What does surprise her, however, is that it hasn't been imitated more by commercial radio. "The American public tends to be undereducated in matters of economics" and has a much greater appetite for business news than the media understands, she says.
Angle's experience seems to uphold that view. A veteran of National Public Radio, he says that wherever he goes, whomever he talks to, he gets the same response: People tell him they don't care about business, know nothing about the economy, but they like "Marketplace."
"They're sort of bewildered," he says, "because they don't know quite how to explain why they're interested in something they thought they had no interest in."
But Angle has an explanation. In fact, explaining things - the way the economy works, the way society operates - is key to the program's popularity, he says.
There's no course in school about how things work: We are never taught how to get a mortgage, for instance, or how the rates are determined, he says. "Marketplace" gives people "a sort of peek behind the curtain."
And the little we think we do understand, he says, may not be correct. A favorite saying of Angle's is from Uncle Remus: "It's not what you don't know that hurts you. It's what you know for sure that ain't so."

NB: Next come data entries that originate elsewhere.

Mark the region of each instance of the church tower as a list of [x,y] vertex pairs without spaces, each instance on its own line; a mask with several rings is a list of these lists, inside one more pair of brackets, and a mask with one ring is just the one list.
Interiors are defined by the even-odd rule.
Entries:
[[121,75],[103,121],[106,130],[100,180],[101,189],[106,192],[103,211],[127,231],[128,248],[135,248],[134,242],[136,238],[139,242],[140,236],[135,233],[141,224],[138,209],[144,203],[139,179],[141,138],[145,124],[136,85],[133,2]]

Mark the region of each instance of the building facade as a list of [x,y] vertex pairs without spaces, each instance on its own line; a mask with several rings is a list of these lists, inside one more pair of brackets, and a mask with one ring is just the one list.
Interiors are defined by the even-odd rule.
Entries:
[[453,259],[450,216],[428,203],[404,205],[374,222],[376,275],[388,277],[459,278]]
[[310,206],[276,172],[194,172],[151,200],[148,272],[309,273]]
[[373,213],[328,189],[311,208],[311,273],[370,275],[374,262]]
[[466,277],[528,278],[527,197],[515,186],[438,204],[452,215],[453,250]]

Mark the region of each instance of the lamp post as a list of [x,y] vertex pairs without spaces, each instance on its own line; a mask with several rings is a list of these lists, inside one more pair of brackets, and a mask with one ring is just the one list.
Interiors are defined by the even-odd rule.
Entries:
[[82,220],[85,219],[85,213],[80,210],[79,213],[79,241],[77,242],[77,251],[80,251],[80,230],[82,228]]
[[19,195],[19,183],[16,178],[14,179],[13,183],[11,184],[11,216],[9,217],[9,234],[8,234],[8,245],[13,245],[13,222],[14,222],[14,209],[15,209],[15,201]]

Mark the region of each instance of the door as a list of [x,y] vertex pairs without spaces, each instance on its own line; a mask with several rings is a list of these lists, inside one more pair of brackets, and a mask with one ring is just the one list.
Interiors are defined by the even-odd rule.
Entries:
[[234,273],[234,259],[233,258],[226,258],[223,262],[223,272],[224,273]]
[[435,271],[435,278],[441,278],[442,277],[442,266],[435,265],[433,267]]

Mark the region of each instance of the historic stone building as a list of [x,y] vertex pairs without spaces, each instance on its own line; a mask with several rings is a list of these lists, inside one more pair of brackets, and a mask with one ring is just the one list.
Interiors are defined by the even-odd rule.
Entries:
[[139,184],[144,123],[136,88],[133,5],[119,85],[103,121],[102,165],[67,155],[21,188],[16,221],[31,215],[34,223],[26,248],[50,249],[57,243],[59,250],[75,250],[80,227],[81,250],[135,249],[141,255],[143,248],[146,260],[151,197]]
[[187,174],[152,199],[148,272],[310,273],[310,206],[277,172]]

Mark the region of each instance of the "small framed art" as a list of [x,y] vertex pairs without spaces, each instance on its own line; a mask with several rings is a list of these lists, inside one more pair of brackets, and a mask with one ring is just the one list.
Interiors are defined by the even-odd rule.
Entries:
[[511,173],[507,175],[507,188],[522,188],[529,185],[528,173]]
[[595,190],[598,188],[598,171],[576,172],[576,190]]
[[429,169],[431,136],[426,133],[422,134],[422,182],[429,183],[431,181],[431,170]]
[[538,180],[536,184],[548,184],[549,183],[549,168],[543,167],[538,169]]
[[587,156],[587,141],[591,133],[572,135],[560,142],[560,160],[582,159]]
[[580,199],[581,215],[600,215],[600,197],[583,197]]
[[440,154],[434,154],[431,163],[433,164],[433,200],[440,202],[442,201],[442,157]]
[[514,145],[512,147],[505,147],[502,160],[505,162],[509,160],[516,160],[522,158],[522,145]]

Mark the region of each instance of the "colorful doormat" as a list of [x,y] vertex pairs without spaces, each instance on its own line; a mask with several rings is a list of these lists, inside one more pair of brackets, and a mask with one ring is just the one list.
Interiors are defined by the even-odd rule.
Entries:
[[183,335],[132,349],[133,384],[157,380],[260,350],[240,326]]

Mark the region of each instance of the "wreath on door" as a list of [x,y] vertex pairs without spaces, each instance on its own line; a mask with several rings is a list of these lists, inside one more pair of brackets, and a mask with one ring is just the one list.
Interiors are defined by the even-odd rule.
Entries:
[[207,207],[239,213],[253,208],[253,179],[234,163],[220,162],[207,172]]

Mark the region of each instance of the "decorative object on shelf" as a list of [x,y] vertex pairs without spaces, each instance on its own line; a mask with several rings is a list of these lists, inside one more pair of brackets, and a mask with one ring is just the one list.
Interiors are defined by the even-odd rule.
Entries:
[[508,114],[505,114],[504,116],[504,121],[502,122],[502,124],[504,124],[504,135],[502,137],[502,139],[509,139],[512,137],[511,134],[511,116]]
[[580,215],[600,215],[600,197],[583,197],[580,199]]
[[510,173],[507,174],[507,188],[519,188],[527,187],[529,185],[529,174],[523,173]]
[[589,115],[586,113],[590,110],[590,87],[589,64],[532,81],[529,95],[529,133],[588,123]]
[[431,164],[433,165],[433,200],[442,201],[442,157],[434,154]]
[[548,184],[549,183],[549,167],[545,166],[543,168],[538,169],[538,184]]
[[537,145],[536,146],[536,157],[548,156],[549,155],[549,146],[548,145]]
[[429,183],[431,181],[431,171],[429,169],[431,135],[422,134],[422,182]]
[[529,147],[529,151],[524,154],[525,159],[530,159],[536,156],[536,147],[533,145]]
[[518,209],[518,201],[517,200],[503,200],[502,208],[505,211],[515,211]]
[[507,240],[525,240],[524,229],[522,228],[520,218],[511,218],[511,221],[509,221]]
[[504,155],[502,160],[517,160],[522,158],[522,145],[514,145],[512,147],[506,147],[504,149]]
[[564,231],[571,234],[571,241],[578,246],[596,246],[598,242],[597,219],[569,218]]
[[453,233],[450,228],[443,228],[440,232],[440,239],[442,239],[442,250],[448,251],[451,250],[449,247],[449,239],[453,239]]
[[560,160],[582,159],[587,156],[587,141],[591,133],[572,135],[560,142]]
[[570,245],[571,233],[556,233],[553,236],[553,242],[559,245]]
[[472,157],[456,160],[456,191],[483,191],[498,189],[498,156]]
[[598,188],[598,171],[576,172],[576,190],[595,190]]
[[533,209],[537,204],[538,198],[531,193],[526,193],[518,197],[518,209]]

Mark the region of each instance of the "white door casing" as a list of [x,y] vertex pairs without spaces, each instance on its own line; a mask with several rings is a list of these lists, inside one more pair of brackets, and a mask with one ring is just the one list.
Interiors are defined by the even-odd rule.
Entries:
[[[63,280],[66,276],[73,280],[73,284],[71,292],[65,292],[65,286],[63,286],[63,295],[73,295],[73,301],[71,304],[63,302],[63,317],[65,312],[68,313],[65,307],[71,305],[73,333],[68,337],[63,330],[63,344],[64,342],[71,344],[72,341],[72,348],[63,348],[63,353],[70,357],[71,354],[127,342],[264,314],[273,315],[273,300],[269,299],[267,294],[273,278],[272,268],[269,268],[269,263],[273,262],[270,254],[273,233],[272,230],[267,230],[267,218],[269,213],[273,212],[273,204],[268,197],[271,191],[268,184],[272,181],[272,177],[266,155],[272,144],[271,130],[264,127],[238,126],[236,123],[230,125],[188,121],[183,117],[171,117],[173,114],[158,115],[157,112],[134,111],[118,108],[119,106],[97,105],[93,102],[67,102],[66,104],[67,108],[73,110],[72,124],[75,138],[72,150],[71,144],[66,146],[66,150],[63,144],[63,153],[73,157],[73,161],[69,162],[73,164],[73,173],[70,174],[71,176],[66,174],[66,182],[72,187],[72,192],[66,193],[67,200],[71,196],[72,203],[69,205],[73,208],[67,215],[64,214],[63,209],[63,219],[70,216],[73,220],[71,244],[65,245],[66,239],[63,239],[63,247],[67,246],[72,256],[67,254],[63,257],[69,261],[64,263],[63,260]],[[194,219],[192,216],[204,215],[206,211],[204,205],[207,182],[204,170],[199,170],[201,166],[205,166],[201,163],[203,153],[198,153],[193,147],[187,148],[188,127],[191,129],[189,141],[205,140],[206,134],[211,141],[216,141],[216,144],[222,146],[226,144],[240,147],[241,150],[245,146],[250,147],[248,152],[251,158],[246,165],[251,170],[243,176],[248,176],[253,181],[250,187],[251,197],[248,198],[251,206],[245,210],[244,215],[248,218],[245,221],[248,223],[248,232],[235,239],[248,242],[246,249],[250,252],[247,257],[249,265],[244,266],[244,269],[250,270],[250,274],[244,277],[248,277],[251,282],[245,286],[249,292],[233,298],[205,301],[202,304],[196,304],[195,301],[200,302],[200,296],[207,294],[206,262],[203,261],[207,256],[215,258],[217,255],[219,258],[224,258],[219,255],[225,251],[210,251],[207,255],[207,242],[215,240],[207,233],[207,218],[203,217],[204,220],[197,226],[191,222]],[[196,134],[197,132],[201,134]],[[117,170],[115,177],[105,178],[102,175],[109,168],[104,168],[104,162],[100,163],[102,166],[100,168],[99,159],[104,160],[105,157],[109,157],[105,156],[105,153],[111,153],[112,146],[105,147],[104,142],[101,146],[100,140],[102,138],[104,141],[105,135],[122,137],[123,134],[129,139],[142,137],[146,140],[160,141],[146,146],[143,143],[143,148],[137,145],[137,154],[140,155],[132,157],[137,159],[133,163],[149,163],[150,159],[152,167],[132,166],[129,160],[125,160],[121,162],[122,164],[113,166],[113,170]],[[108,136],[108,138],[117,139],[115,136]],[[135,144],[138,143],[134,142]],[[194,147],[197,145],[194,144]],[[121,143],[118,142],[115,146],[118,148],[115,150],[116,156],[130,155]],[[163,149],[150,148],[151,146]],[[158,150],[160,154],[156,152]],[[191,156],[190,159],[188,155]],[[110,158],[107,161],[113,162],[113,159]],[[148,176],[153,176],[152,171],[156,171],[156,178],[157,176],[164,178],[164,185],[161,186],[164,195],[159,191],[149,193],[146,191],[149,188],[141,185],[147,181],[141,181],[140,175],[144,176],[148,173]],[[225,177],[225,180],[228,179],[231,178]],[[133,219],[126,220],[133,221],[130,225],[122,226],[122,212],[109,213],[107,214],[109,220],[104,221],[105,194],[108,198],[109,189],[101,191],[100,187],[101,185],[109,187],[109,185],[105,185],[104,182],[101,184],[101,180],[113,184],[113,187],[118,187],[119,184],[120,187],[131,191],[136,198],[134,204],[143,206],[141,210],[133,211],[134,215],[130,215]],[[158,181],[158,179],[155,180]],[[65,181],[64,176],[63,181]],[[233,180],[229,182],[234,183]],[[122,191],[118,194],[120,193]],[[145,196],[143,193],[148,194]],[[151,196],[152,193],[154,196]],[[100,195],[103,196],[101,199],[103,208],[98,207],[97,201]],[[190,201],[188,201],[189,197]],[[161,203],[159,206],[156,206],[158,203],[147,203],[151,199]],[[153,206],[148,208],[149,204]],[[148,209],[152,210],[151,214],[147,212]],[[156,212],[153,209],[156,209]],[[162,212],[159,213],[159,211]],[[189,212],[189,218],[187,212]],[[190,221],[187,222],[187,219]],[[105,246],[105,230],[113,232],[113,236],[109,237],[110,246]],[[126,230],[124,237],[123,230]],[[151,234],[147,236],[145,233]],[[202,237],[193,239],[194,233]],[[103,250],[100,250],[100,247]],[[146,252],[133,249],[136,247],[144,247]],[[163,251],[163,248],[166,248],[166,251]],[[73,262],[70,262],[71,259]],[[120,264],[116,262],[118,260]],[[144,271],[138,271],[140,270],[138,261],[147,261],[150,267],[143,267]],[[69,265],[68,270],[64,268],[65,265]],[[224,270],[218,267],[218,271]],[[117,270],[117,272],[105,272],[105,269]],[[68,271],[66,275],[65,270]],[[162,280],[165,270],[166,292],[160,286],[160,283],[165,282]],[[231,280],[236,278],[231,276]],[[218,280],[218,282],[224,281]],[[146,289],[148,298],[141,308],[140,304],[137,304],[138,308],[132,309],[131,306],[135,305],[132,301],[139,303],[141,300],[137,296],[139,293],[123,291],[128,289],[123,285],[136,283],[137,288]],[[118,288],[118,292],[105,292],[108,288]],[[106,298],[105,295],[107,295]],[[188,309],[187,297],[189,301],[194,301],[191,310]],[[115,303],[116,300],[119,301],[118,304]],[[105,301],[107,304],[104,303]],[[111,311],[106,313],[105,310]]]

Dispensing this kind of information in an interesting and relevant way has a strong "empowerment component" - one that Angle says he and his staff are very conscious of.
The economy, the structure of business, and the workplace are undergoing more fundamental change than they have since the early part of this century when Henry Ford introduced mass production, he says. Heightened competition as business goes global and companies reengineer themselves to cut costs, and the accelerating pace of new technology are all very unsettling.
Angle says there's a tremendous amount of uncertainty in people's lives. By way of example, he cites a recent statistic that Robert Reich, Secretary of Labor, passed along. Only 14 percent of those who have joined the unemployment lines since 1990 will go back to the same job. Traditionally, that figure has been nearer half.
"We try to address that, to explain what is happening to their world," he says. "We can adjust to anything but uncertainty."
It's this very uncertainty that lost George Bush the presidency, Angle says. Not many things that the current administration is doing over the short term differ from what Bush was doing, he says. "The problem was [Bush] didn't recognize the need to explain to people what was happening."
But once you learn how the world works, Angle maintains, you can better negotiate everyday life. Now more than ever, he says, people need understanding.
* Check your local public radio station listings for broadcast times of "Marketplace."